Under normal circumstances, he would probably have won Man of the Match. That award surely went to Alex Song, an opportunity to prove himself as a central defender came when he would not have desired one. His performance alongside Campbell was assured, reading the game well, dogged in his determination to subdue a woeful West Ham forward line. Even with ten men, Arsenal restricted the visitors to few clear chances, bodies flung at crosses when Cole and McCarthy entered the fray, preventing them from gaining comfortable headers or shots. When the backline was breached, the woodwork came to Arsenal’s rescue – did Cole’s effort striking a post represent a pivotal moment in the season? Campbell’s exhalation reflected those in the stands.
It was an afternoon which had begun brightly. Denilson broke the deadlock, combining with Bendtner before striking home in a comfortably controlled manner, past Green with the match barely into its’ stride. The goal was the perfect start with the movement of the Arsenal midfield and forwards proving to be too spritely and alive for the West Ham defence. Yet too often the final ball was not delivered to the feet and when it was, Bendtner and Denilson were unable to find the finishes.
On Vermaelen’s departure, the tide might have been expected to turn in West Ham’s favour. Such is the paucity of their form that they did not try to capitalise on their numerical advantage, conscious of the fact that they may leave themselves open to a decisive counter-attack.
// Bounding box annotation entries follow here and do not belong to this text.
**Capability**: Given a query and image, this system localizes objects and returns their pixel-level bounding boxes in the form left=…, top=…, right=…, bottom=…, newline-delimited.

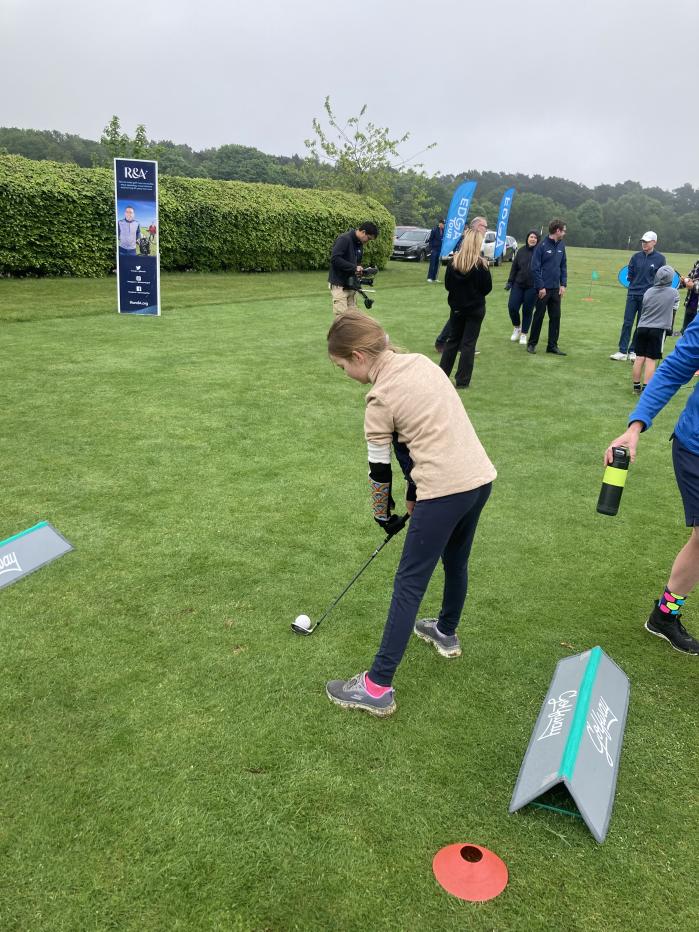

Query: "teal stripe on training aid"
left=510, top=647, right=630, bottom=842
left=558, top=647, right=602, bottom=780
left=0, top=521, right=48, bottom=547
left=0, top=521, right=73, bottom=589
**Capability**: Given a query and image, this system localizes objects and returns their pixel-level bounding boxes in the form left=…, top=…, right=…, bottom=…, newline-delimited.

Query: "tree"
left=100, top=114, right=131, bottom=159
left=305, top=97, right=437, bottom=203
left=95, top=114, right=163, bottom=164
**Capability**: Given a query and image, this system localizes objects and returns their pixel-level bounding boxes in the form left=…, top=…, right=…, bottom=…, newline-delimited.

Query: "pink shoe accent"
left=364, top=673, right=392, bottom=699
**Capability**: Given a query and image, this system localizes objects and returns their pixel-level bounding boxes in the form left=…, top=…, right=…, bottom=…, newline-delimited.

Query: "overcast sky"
left=0, top=0, right=699, bottom=189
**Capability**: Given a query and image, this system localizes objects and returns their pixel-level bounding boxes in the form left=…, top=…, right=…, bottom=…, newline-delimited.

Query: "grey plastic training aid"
left=510, top=647, right=630, bottom=842
left=0, top=521, right=73, bottom=589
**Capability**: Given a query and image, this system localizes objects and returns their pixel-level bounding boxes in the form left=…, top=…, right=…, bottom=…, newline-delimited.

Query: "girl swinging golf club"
left=326, top=312, right=496, bottom=716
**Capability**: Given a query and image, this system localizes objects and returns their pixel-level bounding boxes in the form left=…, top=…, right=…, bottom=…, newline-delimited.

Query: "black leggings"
left=369, top=482, right=492, bottom=686
left=439, top=304, right=485, bottom=385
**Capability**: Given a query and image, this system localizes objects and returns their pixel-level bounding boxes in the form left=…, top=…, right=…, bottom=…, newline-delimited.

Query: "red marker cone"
left=432, top=844, right=508, bottom=903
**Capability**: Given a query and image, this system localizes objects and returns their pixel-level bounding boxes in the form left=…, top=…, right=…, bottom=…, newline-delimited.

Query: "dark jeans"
left=507, top=285, right=536, bottom=333
left=439, top=304, right=485, bottom=385
left=619, top=294, right=643, bottom=353
left=434, top=317, right=451, bottom=343
left=529, top=288, right=561, bottom=349
left=369, top=482, right=492, bottom=686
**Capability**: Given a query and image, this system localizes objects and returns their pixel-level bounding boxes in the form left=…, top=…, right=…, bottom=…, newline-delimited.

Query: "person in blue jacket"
left=604, top=318, right=699, bottom=655
left=427, top=220, right=444, bottom=282
left=609, top=230, right=667, bottom=360
left=527, top=220, right=568, bottom=356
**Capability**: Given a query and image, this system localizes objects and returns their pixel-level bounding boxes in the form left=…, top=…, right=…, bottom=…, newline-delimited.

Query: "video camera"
left=347, top=266, right=378, bottom=311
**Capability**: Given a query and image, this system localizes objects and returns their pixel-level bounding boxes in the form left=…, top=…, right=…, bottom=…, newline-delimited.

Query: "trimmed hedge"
left=0, top=155, right=395, bottom=278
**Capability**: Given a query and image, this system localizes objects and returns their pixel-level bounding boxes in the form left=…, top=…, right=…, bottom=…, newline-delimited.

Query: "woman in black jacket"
left=505, top=230, right=539, bottom=346
left=439, top=230, right=493, bottom=388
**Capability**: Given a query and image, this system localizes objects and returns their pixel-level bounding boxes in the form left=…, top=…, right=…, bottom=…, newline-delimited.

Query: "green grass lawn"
left=0, top=249, right=699, bottom=932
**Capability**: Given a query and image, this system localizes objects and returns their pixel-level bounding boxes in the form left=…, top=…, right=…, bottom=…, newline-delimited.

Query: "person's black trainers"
left=645, top=602, right=699, bottom=654
left=413, top=618, right=461, bottom=657
left=325, top=673, right=396, bottom=718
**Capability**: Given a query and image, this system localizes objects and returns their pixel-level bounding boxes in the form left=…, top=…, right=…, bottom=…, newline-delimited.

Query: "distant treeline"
left=0, top=128, right=699, bottom=252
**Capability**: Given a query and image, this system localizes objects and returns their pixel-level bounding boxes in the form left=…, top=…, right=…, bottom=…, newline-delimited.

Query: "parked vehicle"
left=481, top=230, right=517, bottom=265
left=391, top=227, right=432, bottom=262
left=442, top=230, right=518, bottom=266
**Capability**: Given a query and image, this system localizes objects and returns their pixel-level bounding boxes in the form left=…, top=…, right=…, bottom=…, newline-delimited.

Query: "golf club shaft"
left=314, top=537, right=391, bottom=630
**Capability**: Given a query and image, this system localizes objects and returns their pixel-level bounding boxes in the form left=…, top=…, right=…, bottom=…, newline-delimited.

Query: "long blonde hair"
left=452, top=230, right=488, bottom=275
left=328, top=311, right=395, bottom=359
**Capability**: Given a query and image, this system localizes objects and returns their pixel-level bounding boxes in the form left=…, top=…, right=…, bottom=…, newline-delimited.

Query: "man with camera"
left=328, top=220, right=379, bottom=317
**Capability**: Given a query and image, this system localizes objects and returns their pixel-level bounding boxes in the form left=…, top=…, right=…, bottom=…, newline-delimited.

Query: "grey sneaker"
left=325, top=673, right=396, bottom=717
left=413, top=618, right=461, bottom=657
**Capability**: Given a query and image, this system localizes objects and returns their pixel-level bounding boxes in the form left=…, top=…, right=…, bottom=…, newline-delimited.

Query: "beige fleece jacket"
left=364, top=350, right=497, bottom=501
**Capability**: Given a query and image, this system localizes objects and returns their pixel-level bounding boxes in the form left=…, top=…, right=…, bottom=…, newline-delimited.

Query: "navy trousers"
left=507, top=285, right=536, bottom=333
left=369, top=482, right=492, bottom=686
left=619, top=294, right=643, bottom=353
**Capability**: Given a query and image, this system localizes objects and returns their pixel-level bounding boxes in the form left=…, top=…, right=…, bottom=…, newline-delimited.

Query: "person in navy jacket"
left=604, top=318, right=699, bottom=655
left=527, top=220, right=568, bottom=356
left=609, top=230, right=667, bottom=360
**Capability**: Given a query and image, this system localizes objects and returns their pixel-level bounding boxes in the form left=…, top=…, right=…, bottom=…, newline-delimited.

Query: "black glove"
left=377, top=514, right=410, bottom=537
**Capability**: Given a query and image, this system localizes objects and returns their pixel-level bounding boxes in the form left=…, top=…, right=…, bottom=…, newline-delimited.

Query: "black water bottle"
left=597, top=447, right=631, bottom=515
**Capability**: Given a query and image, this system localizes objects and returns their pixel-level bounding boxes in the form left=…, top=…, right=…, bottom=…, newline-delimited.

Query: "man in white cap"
left=609, top=230, right=667, bottom=360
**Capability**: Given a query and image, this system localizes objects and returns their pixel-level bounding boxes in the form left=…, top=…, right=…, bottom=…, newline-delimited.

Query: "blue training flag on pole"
left=440, top=181, right=477, bottom=256
left=493, top=188, right=515, bottom=259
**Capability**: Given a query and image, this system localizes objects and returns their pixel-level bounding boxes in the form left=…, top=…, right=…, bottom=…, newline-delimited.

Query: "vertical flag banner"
left=493, top=188, right=515, bottom=259
left=114, top=159, right=160, bottom=316
left=440, top=181, right=477, bottom=256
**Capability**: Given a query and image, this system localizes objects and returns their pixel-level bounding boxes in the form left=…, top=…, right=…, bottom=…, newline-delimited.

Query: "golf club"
left=291, top=515, right=409, bottom=634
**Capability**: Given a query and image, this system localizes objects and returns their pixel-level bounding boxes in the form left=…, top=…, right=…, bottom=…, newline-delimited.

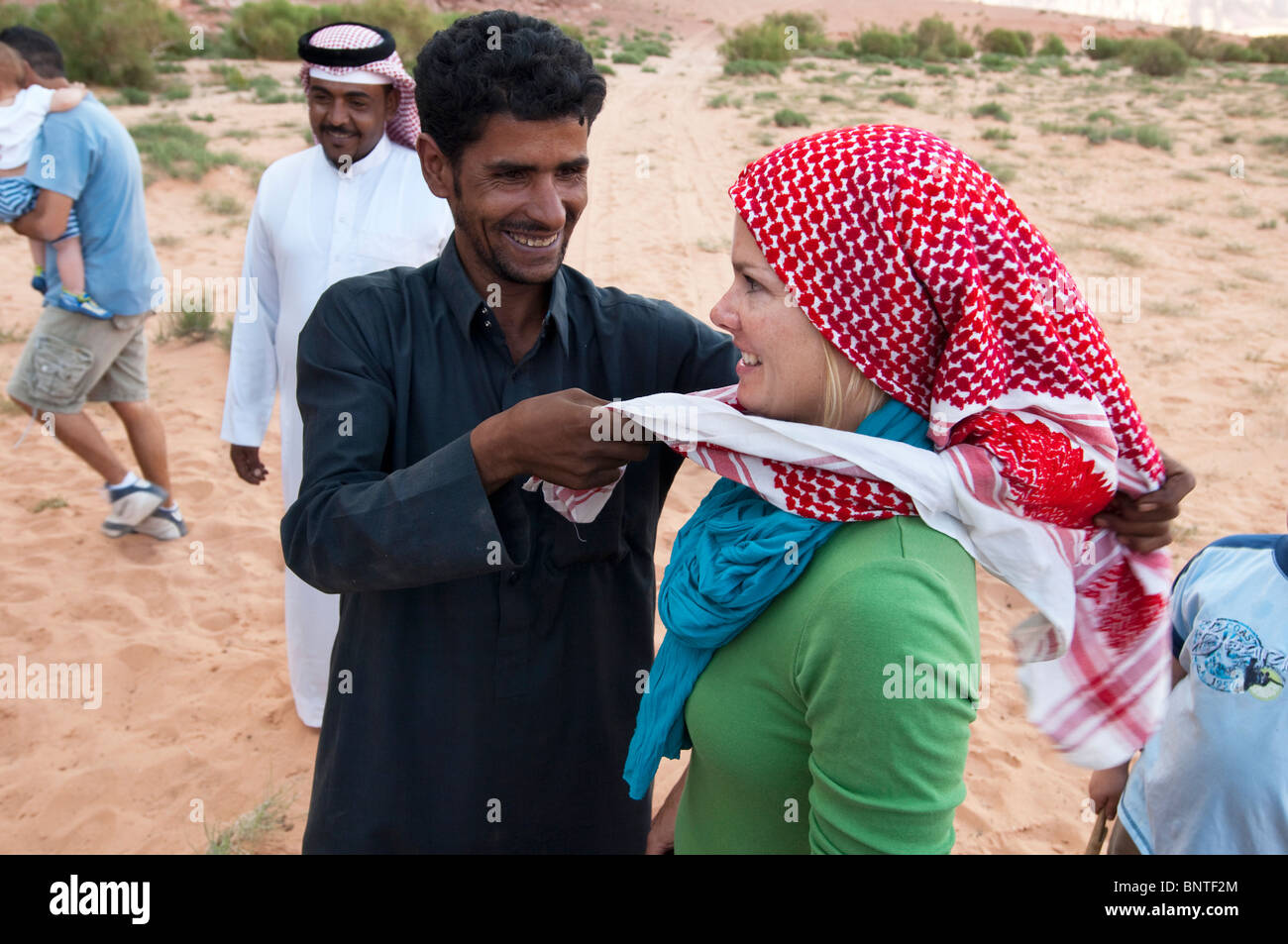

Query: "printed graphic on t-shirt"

Those moments came, notably as full-time approached, Arshavin broke clear following Cesc’s deft pass. The Russian though had his head down and the chance went with Eboue free on the right and Cesc following up.
Robert Green’s handling of crosses is an area for which he is roundly chastised. Yesterday proved no different although as a shotstopper, he is altogether more confident, Campbell and Arshavin in particular giving him to prove that the England shirt is not beyond him. He has a decent record when it comes to penalties as well, Upson gave him the opportunity to enhance that by carelessly handling the ball as Cesc flicked it through. The Spaniard though gave no truck to those thoughts, sending the ball into the opposite corner to Green’s dive, confirming the win and top spot.
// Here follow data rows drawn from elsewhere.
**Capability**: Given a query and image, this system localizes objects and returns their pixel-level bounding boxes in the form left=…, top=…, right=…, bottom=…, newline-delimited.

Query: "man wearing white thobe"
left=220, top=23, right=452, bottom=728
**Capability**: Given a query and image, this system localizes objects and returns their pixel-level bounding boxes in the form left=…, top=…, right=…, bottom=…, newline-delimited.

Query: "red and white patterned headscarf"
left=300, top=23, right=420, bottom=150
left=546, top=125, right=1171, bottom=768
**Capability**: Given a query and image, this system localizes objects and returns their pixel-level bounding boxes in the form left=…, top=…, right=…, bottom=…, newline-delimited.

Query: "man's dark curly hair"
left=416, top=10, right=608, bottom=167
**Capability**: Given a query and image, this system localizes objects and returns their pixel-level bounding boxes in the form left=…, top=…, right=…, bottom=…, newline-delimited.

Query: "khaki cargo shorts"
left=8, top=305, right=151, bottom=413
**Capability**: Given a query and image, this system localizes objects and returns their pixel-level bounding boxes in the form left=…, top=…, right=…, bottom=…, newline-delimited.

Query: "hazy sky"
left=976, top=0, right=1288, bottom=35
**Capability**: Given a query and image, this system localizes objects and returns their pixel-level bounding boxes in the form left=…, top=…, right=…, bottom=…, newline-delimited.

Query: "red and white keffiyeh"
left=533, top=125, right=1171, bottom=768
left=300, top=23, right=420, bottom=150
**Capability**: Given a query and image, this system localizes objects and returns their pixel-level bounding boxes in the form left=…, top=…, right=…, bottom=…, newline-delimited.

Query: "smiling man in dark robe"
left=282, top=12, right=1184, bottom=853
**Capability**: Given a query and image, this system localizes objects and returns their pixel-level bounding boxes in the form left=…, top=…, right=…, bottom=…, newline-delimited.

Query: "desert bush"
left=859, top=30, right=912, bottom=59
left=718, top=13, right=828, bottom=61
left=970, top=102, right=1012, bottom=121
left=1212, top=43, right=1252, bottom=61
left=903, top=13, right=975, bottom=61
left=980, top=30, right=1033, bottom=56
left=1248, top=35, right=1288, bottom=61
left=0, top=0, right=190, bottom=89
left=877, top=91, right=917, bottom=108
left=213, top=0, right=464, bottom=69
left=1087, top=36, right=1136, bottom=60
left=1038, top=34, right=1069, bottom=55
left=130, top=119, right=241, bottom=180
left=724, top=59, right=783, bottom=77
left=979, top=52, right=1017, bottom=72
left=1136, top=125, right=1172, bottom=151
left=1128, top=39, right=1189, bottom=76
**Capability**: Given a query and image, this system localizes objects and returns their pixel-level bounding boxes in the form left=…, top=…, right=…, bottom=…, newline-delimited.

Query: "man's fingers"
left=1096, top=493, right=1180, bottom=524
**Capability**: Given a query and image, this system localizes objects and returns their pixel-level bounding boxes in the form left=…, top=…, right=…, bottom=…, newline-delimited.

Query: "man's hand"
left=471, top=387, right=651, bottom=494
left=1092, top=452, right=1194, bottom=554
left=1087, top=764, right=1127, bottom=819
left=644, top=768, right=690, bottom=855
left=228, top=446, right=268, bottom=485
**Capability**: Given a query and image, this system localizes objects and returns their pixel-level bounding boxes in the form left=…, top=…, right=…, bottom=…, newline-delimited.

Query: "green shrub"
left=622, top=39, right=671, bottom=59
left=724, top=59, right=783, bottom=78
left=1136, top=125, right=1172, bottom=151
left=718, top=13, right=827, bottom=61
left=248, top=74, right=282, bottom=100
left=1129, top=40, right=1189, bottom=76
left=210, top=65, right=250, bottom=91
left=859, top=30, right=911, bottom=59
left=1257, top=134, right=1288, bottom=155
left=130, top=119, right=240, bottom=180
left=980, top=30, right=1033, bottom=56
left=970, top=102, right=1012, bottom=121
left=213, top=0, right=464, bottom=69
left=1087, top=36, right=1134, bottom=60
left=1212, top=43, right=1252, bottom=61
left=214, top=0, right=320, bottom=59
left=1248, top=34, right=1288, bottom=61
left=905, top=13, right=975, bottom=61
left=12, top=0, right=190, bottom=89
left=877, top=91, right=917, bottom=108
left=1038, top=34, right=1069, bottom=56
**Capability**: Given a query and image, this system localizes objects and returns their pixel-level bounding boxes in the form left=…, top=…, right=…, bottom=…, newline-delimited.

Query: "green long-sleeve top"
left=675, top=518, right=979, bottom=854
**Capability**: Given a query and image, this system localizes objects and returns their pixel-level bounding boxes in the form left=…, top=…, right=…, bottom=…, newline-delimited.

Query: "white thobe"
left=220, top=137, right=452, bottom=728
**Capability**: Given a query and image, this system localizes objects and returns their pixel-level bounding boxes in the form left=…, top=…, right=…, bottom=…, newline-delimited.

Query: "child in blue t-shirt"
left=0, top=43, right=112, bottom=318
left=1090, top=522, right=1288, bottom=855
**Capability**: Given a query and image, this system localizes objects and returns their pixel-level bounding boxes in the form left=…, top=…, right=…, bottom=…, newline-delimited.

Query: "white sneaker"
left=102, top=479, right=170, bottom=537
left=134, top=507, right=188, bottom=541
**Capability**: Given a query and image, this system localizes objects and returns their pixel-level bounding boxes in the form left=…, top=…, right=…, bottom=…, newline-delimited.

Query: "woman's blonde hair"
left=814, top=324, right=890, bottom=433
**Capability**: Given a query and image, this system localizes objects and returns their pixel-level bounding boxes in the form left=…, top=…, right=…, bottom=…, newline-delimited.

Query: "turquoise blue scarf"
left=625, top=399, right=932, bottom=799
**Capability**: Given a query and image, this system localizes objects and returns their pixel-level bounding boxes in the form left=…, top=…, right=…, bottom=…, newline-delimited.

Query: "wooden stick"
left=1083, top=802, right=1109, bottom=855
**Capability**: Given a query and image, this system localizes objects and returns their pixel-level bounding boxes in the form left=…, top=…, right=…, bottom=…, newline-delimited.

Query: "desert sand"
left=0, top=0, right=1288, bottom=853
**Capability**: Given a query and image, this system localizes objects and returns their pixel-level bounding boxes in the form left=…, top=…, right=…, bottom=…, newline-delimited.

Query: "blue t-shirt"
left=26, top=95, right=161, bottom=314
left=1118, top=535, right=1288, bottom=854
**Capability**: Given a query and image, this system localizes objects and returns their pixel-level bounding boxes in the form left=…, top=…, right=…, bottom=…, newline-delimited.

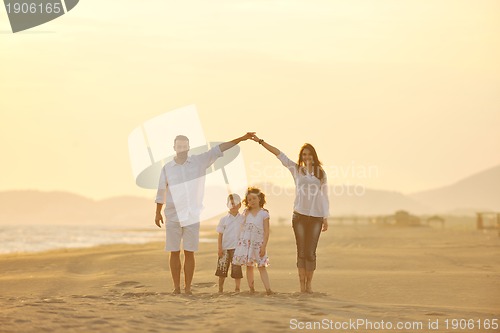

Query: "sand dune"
left=0, top=226, right=500, bottom=332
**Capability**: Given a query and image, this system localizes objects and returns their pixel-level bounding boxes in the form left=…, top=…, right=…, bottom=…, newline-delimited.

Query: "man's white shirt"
left=156, top=146, right=223, bottom=226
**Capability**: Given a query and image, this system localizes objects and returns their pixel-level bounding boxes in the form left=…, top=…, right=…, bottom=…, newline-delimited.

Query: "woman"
left=252, top=135, right=329, bottom=293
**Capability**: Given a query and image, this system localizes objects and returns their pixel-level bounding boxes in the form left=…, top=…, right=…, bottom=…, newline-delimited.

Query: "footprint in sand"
left=193, top=282, right=217, bottom=288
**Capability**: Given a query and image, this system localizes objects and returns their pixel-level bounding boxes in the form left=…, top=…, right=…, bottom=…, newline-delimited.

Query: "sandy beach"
left=0, top=225, right=500, bottom=332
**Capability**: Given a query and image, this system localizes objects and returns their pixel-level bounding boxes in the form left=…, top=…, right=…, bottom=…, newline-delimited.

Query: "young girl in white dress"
left=233, top=187, right=273, bottom=295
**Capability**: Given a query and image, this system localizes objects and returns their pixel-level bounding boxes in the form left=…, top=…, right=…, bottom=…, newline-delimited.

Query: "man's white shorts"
left=165, top=221, right=200, bottom=252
Overall, it was a good performance, the ten men overshadowing the efforts of the eleven in the first half. Numerical disadvantage makes assessing individuals harder unless they have been outstanding. It such situations, midfield and defence will always outperform if a lead is to be preserved. Eboue and Clichy were excellent in the full back roles. The Frenchman is heading back towards his best form following his lay-off, stifling unwarranted criticism.
The forwards were not their sparkling best, Nasri was understandably not as influential on the right as he had been centrally, Arshavin and Bendtner worked hard but were fruitless in their endeavours. Yet whilst the end product was not there, swamped at times by defensive numbers, their abilities are such that they subdue defences by their threat on and off the ball. It is the whole in a match such as yesterday’s which matters; it was a whole that proved more than capable to the circumstances in which they found themselves.